“Podíamos ficar sem comer, mas o nosso filho era a prioridade no meio do caos”

Em Portugal, a elevada taxa de desemprego teve grandes consequências para os cidadãos. Muitas famílias ficaram sem emprego, sem dinheiro para comprar comida e até mesmo, sem condições de vida.
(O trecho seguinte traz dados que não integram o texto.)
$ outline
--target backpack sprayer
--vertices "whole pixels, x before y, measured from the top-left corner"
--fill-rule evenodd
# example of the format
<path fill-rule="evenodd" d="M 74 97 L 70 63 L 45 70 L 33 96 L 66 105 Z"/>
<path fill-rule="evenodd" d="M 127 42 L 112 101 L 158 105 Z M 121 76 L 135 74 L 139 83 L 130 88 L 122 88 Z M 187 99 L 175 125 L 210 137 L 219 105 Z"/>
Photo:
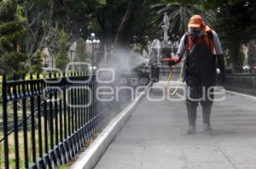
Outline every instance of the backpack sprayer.
<path fill-rule="evenodd" d="M 176 58 L 172 58 L 172 57 L 164 57 L 163 58 L 163 62 L 168 63 L 168 62 L 172 62 L 172 62 L 177 62 L 177 59 Z M 171 92 L 169 87 L 170 87 L 170 85 L 171 85 L 171 82 L 172 82 L 172 77 L 173 70 L 172 70 L 172 65 L 170 65 L 170 74 L 169 74 L 168 79 L 167 79 L 167 94 L 169 96 L 174 95 L 177 93 L 177 89 L 179 88 L 180 83 L 182 82 L 183 74 L 183 67 L 184 67 L 184 60 L 183 59 L 177 84 L 175 89 L 172 92 Z"/>

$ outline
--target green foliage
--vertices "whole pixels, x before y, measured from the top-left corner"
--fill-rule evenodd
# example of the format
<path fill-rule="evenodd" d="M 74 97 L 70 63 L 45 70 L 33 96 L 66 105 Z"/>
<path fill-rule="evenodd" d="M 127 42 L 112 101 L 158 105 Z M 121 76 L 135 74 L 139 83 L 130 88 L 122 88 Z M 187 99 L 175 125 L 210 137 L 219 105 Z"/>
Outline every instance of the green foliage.
<path fill-rule="evenodd" d="M 250 41 L 249 42 L 248 65 L 250 66 L 256 65 L 256 40 Z"/>
<path fill-rule="evenodd" d="M 253 0 L 217 0 L 210 4 L 210 8 L 218 11 L 214 27 L 223 46 L 230 49 L 231 65 L 236 71 L 240 69 L 237 48 L 256 36 L 256 3 Z"/>
<path fill-rule="evenodd" d="M 60 40 L 58 42 L 59 52 L 55 55 L 55 67 L 64 70 L 67 63 L 67 47 L 68 38 L 67 33 L 62 30 L 60 34 Z"/>
<path fill-rule="evenodd" d="M 20 50 L 20 42 L 24 36 L 25 19 L 15 1 L 0 2 L 0 71 L 6 74 L 25 73 L 26 55 Z"/>
<path fill-rule="evenodd" d="M 177 40 L 188 30 L 188 23 L 194 14 L 204 16 L 207 24 L 212 23 L 215 13 L 212 10 L 205 10 L 198 2 L 192 1 L 164 1 L 152 6 L 155 17 L 154 22 L 162 25 L 164 13 L 167 13 L 170 17 L 171 27 L 169 34 L 172 39 Z"/>
<path fill-rule="evenodd" d="M 75 48 L 75 55 L 77 58 L 77 61 L 79 62 L 85 62 L 88 55 L 86 55 L 85 51 L 86 51 L 86 44 L 85 44 L 85 41 L 82 38 L 79 37 L 77 40 L 77 46 Z"/>

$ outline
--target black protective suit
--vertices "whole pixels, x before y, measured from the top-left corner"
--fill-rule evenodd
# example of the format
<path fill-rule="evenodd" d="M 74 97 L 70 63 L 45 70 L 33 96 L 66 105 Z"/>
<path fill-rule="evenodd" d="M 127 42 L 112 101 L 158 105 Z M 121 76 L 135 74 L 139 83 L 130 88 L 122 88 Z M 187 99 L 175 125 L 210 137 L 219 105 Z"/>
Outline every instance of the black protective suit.
<path fill-rule="evenodd" d="M 214 55 L 207 42 L 195 42 L 189 51 L 185 63 L 187 83 L 186 105 L 189 127 L 195 127 L 196 108 L 199 102 L 203 110 L 203 122 L 211 127 L 210 116 L 213 102 L 213 86 L 216 85 L 216 58 L 222 76 L 224 73 L 224 57 Z"/>

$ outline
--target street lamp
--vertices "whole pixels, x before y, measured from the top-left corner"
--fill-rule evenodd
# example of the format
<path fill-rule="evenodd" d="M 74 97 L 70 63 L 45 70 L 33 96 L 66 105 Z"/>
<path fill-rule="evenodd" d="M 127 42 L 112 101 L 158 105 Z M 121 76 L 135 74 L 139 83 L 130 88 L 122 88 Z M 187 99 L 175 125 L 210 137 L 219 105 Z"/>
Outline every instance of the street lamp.
<path fill-rule="evenodd" d="M 73 54 L 74 53 L 75 51 L 73 49 L 73 48 L 71 48 L 70 50 L 69 50 L 69 53 L 70 53 L 70 60 L 71 60 L 71 62 L 73 62 Z"/>
<path fill-rule="evenodd" d="M 95 48 L 98 48 L 101 43 L 101 41 L 96 37 L 95 33 L 91 33 L 90 37 L 89 37 L 86 40 L 87 45 L 91 45 L 91 65 L 92 69 L 96 70 L 96 67 L 95 65 Z"/>

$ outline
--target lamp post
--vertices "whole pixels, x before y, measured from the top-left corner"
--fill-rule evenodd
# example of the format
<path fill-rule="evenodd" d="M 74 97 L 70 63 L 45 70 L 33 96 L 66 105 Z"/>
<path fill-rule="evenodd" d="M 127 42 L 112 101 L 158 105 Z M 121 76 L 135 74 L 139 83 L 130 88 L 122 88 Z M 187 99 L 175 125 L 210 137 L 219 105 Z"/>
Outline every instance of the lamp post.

A crise económica de Portugal e a taxa de desemprego têm vindo a diminuir, no entanto, ainda há muitos casos de pessoas desempregadas (em 2016, taxa de desemprego era 11,1%) e que se encontram no limiar da pobreza. Famílias que sonham em encontrar um novo rumo, em ter uma oportunidade para mostrar aquilo que valem, e assim, reorganizar as suas vidas e talvez quem sabe voltar a ver o lado da riqueza.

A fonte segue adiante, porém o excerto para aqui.